Optimize Portfolios using the Markowitz Model
Tidy Finance Webinar Series
Historical context & significance
Harry Markowitz pioneered modern portfolio theory
1952: influential paper on theory of portfolio selection (cited over 63,000 times)
1990: Sveriges Riksbank Prize in Economic Sciences (with M. Miller & W. Sharpe)
What is modern portfolio theory ?
How to optimally allocate wealth across assets with different characteristics, e.g. returns, risks, correlations?

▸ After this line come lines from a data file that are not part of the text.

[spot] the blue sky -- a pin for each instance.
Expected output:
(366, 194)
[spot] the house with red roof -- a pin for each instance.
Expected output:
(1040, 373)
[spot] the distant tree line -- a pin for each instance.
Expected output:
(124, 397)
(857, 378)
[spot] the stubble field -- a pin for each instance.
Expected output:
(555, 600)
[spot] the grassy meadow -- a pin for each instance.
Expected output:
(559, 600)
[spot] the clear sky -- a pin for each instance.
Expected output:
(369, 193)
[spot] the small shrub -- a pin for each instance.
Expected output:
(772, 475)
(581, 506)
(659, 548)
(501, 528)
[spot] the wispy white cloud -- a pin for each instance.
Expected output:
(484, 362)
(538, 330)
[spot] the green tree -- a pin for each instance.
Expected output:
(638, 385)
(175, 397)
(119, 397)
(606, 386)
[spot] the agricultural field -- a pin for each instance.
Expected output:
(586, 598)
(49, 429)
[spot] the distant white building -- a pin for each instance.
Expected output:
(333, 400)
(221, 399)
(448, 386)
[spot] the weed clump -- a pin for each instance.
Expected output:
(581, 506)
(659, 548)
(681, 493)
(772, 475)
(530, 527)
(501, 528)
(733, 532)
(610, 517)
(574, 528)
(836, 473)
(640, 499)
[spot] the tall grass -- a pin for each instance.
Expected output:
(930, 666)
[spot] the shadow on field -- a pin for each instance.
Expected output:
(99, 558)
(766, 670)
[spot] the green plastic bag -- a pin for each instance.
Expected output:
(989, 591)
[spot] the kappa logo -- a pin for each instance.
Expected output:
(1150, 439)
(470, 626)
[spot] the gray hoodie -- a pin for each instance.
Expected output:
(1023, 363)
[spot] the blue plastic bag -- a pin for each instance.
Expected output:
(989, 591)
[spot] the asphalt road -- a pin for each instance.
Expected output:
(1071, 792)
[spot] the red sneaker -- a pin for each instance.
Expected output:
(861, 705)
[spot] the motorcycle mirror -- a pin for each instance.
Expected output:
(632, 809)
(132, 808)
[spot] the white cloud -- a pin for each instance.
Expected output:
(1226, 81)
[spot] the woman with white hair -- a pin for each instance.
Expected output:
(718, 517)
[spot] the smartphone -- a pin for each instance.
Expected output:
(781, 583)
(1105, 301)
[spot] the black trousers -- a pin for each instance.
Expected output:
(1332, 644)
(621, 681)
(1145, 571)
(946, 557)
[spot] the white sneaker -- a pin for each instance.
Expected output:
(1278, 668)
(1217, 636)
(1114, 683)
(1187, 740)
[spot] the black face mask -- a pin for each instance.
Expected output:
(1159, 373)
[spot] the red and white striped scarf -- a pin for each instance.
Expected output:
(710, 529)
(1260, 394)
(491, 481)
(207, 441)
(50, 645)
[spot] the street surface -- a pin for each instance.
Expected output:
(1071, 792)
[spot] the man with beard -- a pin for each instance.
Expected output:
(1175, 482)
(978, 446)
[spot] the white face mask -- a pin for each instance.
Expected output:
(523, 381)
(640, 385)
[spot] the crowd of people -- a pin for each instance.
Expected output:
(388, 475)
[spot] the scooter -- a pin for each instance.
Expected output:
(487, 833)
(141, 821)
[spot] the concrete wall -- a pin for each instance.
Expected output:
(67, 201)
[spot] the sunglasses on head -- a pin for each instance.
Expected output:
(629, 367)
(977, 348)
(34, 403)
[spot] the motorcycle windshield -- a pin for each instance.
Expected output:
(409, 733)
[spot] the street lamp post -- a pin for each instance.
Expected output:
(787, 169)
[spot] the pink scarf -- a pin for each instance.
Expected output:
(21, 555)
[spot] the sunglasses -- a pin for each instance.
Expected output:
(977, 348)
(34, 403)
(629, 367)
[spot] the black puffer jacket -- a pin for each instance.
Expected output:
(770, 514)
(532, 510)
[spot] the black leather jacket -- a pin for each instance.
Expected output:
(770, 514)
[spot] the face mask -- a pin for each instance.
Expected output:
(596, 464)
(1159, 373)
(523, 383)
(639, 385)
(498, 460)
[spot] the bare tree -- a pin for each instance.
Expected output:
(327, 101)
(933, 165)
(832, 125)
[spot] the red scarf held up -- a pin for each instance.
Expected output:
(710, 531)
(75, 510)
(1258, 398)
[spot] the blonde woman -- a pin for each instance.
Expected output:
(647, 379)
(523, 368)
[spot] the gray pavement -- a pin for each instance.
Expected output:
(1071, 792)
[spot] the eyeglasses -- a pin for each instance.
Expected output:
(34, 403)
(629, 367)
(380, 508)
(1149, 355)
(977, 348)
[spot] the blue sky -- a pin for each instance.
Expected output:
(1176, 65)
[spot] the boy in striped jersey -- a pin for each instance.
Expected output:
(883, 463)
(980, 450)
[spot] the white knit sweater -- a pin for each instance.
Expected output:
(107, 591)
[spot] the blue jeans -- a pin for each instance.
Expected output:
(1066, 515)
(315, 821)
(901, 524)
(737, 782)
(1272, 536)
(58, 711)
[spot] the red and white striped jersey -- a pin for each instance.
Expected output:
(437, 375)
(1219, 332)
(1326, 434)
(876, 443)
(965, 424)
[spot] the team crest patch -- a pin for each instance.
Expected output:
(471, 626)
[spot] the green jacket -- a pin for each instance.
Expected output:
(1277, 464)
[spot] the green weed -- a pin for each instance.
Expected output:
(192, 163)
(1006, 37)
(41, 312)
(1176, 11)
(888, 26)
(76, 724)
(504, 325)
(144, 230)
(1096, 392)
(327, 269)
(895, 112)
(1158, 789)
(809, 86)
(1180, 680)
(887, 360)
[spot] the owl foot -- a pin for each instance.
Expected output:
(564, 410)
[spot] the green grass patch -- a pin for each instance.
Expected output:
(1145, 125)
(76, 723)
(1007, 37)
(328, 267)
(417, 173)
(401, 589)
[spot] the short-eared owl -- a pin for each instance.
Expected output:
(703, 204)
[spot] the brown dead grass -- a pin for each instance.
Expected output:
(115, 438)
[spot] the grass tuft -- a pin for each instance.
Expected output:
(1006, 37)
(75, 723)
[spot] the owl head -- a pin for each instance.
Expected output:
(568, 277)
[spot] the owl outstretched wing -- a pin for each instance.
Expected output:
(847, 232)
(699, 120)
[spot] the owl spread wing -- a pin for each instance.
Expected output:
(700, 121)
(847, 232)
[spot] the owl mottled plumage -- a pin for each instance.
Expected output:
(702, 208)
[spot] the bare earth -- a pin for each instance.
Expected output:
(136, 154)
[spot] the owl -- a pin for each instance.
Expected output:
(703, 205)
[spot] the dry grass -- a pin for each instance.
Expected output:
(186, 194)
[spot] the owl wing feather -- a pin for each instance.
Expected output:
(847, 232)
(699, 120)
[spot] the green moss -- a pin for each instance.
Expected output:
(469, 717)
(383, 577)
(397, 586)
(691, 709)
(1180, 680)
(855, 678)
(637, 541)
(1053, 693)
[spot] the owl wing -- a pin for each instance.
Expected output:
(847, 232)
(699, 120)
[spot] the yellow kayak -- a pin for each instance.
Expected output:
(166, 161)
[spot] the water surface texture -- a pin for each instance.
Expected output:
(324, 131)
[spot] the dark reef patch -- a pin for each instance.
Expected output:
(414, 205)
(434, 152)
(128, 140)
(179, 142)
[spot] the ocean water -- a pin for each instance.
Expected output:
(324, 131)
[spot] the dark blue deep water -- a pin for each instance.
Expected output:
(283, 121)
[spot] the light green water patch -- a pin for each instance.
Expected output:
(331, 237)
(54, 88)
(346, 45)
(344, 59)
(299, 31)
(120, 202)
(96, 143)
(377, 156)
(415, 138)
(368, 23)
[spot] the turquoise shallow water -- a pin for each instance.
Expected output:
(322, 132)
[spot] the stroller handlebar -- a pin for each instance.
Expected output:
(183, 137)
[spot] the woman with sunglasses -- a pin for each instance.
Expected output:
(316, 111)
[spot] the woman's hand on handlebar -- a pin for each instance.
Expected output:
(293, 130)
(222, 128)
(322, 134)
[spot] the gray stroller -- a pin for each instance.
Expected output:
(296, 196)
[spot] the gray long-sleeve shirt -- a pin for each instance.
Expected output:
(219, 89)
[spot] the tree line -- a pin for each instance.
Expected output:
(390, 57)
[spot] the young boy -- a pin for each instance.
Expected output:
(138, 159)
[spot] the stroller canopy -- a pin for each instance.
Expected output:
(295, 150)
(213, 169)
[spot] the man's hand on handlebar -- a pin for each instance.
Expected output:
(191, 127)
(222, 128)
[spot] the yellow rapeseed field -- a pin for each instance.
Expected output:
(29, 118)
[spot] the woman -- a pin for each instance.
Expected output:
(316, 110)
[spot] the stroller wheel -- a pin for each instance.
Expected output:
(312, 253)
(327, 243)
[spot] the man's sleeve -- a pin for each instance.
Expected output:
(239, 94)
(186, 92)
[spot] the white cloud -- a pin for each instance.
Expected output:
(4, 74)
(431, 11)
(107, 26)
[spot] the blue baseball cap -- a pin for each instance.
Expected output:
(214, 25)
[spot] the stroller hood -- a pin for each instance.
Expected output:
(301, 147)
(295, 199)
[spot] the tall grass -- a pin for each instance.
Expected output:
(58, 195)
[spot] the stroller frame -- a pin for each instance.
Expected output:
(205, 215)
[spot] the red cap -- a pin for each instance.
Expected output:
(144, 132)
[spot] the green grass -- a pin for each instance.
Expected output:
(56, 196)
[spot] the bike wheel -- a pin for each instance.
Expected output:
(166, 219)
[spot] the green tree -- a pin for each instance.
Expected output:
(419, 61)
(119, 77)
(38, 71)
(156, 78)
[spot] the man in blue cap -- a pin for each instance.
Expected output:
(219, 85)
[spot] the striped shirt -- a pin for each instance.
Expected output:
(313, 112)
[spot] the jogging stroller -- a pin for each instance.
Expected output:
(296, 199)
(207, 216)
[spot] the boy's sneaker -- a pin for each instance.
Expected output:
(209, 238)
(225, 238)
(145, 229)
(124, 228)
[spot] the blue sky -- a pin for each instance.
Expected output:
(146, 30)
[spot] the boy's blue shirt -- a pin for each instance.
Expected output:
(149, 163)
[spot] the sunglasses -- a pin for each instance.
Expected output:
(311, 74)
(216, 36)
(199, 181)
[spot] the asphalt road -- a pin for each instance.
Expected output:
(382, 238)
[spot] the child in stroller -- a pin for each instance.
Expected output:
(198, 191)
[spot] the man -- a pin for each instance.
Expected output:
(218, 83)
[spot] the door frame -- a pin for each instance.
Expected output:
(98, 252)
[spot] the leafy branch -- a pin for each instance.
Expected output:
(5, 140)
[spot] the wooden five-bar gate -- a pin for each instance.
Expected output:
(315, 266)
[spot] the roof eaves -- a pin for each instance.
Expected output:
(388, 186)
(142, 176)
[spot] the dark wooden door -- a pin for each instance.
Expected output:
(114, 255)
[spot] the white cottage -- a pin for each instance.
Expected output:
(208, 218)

Individual asset risks & their correlations matter
Trade-off between expected returns & risk
Mean-variance analysis as a key tool
Foundation for portfolio & risk management
Maximize expected returns …
Expected return
The profit you anticipate from an investment
\(\mu_i\) represents the expected return of asset \(i\)
Example: expect a 10% return from Apple over next 12 months
… while minimizing risks
Risk
Returns are volatile
More volatility \(\rightarrow\) more risk
\(\sigma_i\) represents the volatility of asset \(i\)
Example: Apple’s stock might move \(\pm15\) % over next year
Markowitz: correlations across assets also matter!
The power of diversification in reducing risk
Fruit basket analogy
If all you have are apples & they spoil, you lose everything
With a variety, some fruits may spoil, but others will stay fresh
Diversification in investment
Spread investments across assets to reduce overall risk
Diversify across stocks, bonds, real estate, commodities, etc.
Outline of this webinar
Estimate expected returns
Estimate the variance-covariance matrix
Calculate portfolio returns & volatility
Calculate the minium variance portfolio
Calculate the efficient frontier
Expected returns based on sample average returns
Sum past returns & divide by number of periods:
\(\hat{\mu}_i = \frac{1}{T} \sum_{t=1}^{T} r_{it}\)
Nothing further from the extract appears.